Hello Sander,
I understand what you intend to do. I just don't see (yet) how it's
possible. Before continuing, I'm sure we agree that providing
registries is optional, and in case jOOQ couldn't find a registry, it
will still throw the DetachedException when an unattached object is
stored/refreshed/deleted/executed, right?
Of course, the registry's implementation is up to the user. jOOQ will
only provide an interface. But how does the magic happen? Say you have
an attachable A. And you have two databases DB1 and DB2. Now A is
available in both DB1 and DB2 (by the SchemaMapping functionality). Of
course, you are right, the attachables can hook into deserialisation,
so once they are materialised again, they will ask the registry for a
Configuration or Factory. But what can they pass to the registry? A,
for instance doesn't know whether it belonged to DB1 or DB2 anymore,
as that information was session-dependent, or in the scope of jOOQ's
client code. So how can the registry provide the correct
Configuration? Or is that entirely up to the client code?
Maybe, you could provide me with a descriptive prototype?

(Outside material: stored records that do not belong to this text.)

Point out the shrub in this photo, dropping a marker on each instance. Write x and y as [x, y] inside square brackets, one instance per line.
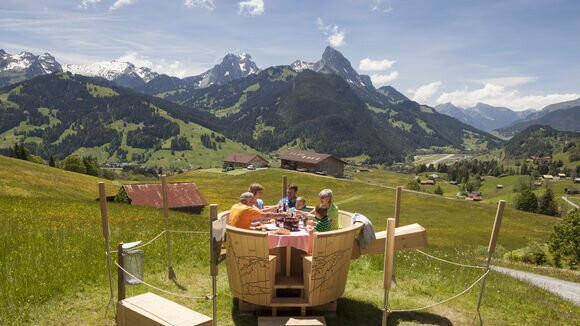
[565, 239]
[527, 201]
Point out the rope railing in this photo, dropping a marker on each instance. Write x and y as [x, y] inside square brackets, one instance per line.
[207, 297]
[448, 261]
[444, 301]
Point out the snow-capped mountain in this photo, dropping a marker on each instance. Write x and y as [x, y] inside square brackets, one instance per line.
[24, 65]
[232, 67]
[333, 62]
[121, 73]
[300, 65]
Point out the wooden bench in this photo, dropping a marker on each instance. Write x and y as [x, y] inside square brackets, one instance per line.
[149, 309]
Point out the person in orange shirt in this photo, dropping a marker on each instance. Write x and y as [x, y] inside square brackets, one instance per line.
[243, 213]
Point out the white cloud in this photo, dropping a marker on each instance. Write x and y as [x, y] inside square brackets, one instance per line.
[171, 68]
[425, 92]
[251, 7]
[511, 81]
[380, 80]
[334, 33]
[367, 64]
[206, 4]
[380, 5]
[121, 3]
[498, 95]
[86, 3]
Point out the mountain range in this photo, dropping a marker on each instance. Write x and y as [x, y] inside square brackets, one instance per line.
[563, 116]
[483, 116]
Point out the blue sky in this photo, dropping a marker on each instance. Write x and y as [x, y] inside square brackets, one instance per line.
[519, 54]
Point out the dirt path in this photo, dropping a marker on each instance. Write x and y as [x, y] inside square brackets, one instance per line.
[569, 202]
[440, 159]
[565, 289]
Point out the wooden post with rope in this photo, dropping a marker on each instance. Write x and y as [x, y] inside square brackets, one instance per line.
[491, 247]
[106, 234]
[213, 268]
[121, 291]
[170, 270]
[284, 185]
[388, 266]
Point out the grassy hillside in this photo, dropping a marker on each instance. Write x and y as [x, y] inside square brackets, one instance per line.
[51, 249]
[63, 114]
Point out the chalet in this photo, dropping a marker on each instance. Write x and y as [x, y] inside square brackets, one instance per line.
[571, 191]
[181, 196]
[475, 196]
[313, 162]
[548, 177]
[242, 160]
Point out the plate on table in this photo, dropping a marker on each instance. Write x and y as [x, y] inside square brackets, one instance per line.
[271, 227]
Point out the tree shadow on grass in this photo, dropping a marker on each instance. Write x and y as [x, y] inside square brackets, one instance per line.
[425, 318]
[350, 312]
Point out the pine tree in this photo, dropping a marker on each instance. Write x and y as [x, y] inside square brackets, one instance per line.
[547, 205]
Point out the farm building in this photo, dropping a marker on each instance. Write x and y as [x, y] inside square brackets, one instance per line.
[313, 162]
[181, 196]
[475, 196]
[571, 191]
[242, 160]
[548, 177]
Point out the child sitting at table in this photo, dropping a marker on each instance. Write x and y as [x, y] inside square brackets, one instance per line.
[301, 204]
[322, 220]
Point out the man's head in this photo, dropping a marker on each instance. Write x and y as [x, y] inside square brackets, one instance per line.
[325, 197]
[256, 189]
[292, 190]
[247, 198]
[321, 211]
[300, 202]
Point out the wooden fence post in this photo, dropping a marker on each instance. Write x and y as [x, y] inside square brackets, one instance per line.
[388, 266]
[170, 270]
[106, 234]
[121, 294]
[284, 185]
[213, 269]
[491, 247]
[397, 205]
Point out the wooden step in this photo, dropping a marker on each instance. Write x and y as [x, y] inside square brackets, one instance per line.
[288, 282]
[291, 321]
[289, 302]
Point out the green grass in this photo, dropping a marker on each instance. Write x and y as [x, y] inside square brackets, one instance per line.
[51, 249]
[100, 91]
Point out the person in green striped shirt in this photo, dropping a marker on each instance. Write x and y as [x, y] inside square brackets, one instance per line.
[323, 222]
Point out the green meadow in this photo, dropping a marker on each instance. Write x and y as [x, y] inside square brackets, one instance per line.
[54, 270]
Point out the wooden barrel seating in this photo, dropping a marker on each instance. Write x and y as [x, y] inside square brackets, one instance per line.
[251, 267]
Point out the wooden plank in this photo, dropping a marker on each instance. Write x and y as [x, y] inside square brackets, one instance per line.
[289, 302]
[292, 321]
[389, 253]
[149, 309]
[289, 282]
[397, 215]
[410, 236]
[496, 226]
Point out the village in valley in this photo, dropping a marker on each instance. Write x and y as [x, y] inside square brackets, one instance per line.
[286, 163]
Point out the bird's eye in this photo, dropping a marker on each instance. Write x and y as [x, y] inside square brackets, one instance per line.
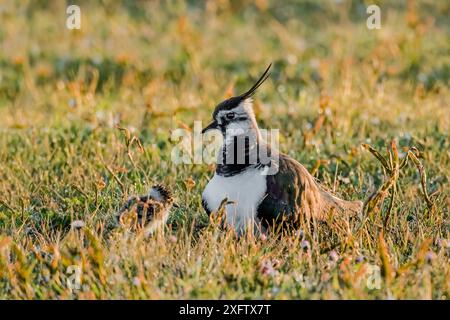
[230, 115]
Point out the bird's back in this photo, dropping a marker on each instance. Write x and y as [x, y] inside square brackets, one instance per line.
[293, 193]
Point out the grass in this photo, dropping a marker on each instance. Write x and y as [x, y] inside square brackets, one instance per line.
[152, 68]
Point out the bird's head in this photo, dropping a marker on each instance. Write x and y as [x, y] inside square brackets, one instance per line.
[235, 116]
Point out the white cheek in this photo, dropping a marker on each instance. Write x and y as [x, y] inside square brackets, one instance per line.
[236, 129]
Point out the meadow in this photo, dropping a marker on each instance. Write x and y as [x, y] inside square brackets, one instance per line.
[86, 118]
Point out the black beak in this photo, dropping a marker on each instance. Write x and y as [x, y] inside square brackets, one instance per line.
[211, 126]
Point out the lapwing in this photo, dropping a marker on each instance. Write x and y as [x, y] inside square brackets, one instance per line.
[262, 190]
[151, 210]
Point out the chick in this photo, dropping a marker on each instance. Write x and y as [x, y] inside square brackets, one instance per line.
[152, 210]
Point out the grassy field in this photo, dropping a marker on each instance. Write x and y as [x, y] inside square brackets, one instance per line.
[153, 67]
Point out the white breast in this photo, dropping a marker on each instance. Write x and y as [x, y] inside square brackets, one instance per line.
[246, 190]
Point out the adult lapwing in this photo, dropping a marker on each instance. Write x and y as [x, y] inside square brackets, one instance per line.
[263, 186]
[152, 210]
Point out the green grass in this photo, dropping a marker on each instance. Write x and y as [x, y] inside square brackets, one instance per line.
[155, 67]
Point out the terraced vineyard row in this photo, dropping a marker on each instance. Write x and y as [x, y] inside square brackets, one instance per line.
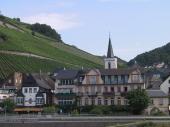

Is this what you mean?
interface FactoryRegistry {
void attachMe(Attachable attachable) throws NotAttachableException;
}
2011/5/3 Sander Plas <[email protected]>:
> I'm not really sure what you mean with 'sessions' and why it's
> relevant in this context. How does an Attachable know its 'session' in
> the current situation?
>
> Do you perhaps mean that we need a reference to a J2EE/HTTP/Wicket
> session to get a (pooled) JDBC connection? As far as i know that's not
> strictly necessary. Wicket for instance has static methods to retrieve
> things like the current session or the current request cycle.
>
> All i'm proposing is to (optionally) replace the current "ad hoc" or
> "user driven" factory.attach(AttachableObject) calls with something
> that is driven by the Attachable. After all, the Attachable knows
> whether it's detached or not and whether it needs to be attached for
> the task that it is trying to perform, so it should be able to shout
> "help, i need a factory!" when appropriate - for example when
> record.store() is called after deserialization.
>
> By delegating the re-attachment (and possibly recreation) of Factories
> to a user definable FactoryRegistry or something like that, the whole
> logic of how Factories are created or retrieved and what JDBC
> connections are used is still the responsibility of the user - just as
> it is now.
>
> For example, if an application accesses two separate databases, it
> will already have two separate JDBC connections and thus 2 separate
> jOOQ factories in the current situation, so it's easy to pass separate
> FactoryRegistries (either completely separate implementations or just
> separate, differently configured instances - it's up to the user) to
> those factories to ensure that the right database gets connected to
> the right Attachable on deserialization.
>
> BTW, i don't think your earlier remark "jOOQ doesn't know when / how
> objects are
> serialised." is entirely true. AFAIK you can hook into the
> serialization/deserialization process by overriding the readObject()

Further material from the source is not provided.